Patientenverfügung



Wir beraten Sie gerne bei der Ausarbeitung einer Patientenverfügung und einer Vorsorgevollmacht. Wir werden Ihnen in Ruhe bei einem Termin außerhalb der Sprechstunde die schwierige Materie erklären und eine für Sie persönlich abgestimmte Verfügung erarbeiten.

Hier einige Begriffserklärungen im Voraus:

Die Patientenverfügung ist eine vorsorgliche Willensbekundung für den medizinischen Bereich für den Fall, dass man sich krankheitsbedingt nicht mehr adäquat mitteilen kann. Sie sollte die wichtigsten Bereiche im Detail ansprechen.

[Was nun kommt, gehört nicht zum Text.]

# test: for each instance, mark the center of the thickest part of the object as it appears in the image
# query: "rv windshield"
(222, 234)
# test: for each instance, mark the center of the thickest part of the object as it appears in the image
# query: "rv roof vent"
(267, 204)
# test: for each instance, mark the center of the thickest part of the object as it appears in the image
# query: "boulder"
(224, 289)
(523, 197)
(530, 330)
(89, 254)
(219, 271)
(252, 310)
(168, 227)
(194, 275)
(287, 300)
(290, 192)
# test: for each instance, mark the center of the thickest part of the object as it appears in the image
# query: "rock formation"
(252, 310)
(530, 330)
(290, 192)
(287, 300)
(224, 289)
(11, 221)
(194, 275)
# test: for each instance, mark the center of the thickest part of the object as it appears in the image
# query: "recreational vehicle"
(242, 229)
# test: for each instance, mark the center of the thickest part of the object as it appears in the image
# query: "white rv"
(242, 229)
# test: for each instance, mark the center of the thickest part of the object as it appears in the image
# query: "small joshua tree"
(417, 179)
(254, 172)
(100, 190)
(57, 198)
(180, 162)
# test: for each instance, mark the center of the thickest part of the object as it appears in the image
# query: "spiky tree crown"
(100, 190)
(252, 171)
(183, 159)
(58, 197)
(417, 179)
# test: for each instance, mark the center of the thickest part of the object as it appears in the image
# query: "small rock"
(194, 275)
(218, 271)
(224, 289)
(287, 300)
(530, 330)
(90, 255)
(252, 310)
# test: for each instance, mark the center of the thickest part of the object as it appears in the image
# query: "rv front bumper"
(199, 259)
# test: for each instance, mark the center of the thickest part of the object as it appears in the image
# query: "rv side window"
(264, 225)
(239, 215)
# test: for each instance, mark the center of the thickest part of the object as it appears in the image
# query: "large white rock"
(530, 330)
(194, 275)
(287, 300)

Mit der Vorsorgevollmacht für gesundheitliche Angelegenheiten bestimmen Sie eine Vertrauensperson für den Fall der Geschäfts und Einwilligungsunfähigkeit zum Vertreter ihres Willens, den Sie in der Patientenverfügung erklärt haben. Er verschafft dem Willen des aktuell nicht mehr einwilligungsfähigen Vollmachtgebers Ausdruck und Geltung bei Ärzten.

Es ist immer sinnvoll, beides zusammen in einer schriftlichen Äußerung anzusprechen und zu unterzeichnen.

Wenn Sie zusätzlich eine erweiterte Vollmacht auch für andere Angelegenheiten wie Vermögensvorsorge, Banken, Gerichte möchten, sollten sie eine Generalvollmacht mit Aufzählung dieser Tätigkeiten extra aufstellen und eventuell auch einen Notar dazu ziehen.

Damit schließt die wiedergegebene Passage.